Já a Federação Nacional do Comércio de Combustíveis e de Lubrificantes (Fecombustíveis) enfatizou que a atuação conjunta dos órgãos envolvidos na Operação Carbono Oculto assegura a livre concorrência, protege o consumidor e preserva a arrecadação tributária.
"Celebramos este momento como um novo capítulo na história do país, em que reafirmamos a confiança nas instituições para enfrentar de forma efetiva aquilo que corrói o ambiente de negócios. Somente com firmeza no enfrentamento às fraudes será possível promover um ambiente competitivo saudável, proteger a sociedade e fomentar o desenvolvimento do Brasil", informou a federação, em posicionamento.
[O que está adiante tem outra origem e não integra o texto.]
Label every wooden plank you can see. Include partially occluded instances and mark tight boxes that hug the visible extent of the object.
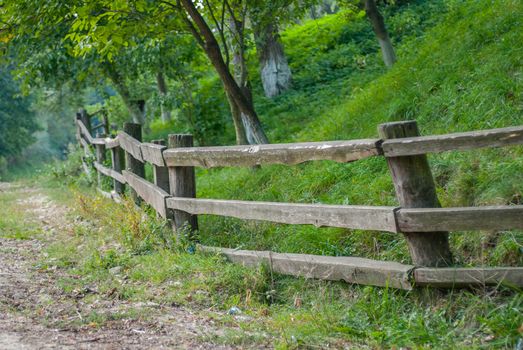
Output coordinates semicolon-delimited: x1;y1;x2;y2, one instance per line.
118;131;143;163
414;267;523;288
76;119;93;144
96;187;113;199
92;137;107;145
382;126;523;157
378;120;452;267
140;143;167;166
80;137;93;157
94;162;127;184
201;246;414;290
82;158;93;181
396;205;523;232
105;136;120;149
122;170;169;218
167;134;198;240
167;197;397;232
163;139;379;167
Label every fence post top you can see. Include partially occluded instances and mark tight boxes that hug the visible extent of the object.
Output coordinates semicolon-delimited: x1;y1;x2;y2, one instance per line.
168;134;194;148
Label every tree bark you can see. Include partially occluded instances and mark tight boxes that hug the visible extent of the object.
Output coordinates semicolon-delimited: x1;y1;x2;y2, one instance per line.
254;22;292;97
227;94;249;145
180;0;269;144
364;0;396;67
156;70;171;123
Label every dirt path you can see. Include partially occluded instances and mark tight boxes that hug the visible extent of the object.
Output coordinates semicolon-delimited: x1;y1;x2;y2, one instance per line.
0;183;248;349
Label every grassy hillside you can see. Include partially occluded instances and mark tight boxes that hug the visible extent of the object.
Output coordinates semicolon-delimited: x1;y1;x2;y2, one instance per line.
198;0;523;265
31;0;523;349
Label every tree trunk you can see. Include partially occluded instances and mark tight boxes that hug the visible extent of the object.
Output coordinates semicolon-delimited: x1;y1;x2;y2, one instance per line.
365;0;396;67
156;70;171;123
180;0;269;144
254;23;292;97
227;94;249;145
103;62;145;125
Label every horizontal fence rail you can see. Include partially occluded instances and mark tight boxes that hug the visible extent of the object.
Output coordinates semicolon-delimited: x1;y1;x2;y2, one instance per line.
167;197;397;232
163;139;379;168
77;116;523;290
381;126;523;157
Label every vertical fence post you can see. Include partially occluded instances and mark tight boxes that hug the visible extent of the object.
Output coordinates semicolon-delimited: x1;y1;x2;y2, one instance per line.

Lula: Estado deu resposta histórica ao crime
O presidente Lula afirmou que o país assistiu à maior resposta do Estado brasileiro ao crimeorganizado com as três operações deflagradas simultaneamente, nesta quinta-feira (28), nos setores financeiro e de combustíveis. “Nosso compromisso é proteger cidadãos e consumidores: cortar o fluxo de dinheiro ilícito, recuperar recursos para os cofres públicos e garantir um mercado de combustíveis justo e transparente, com qualidade e concorrência leal”, registrou Lula em rede social.
Nota da Redação: matéria atualizada às 16h.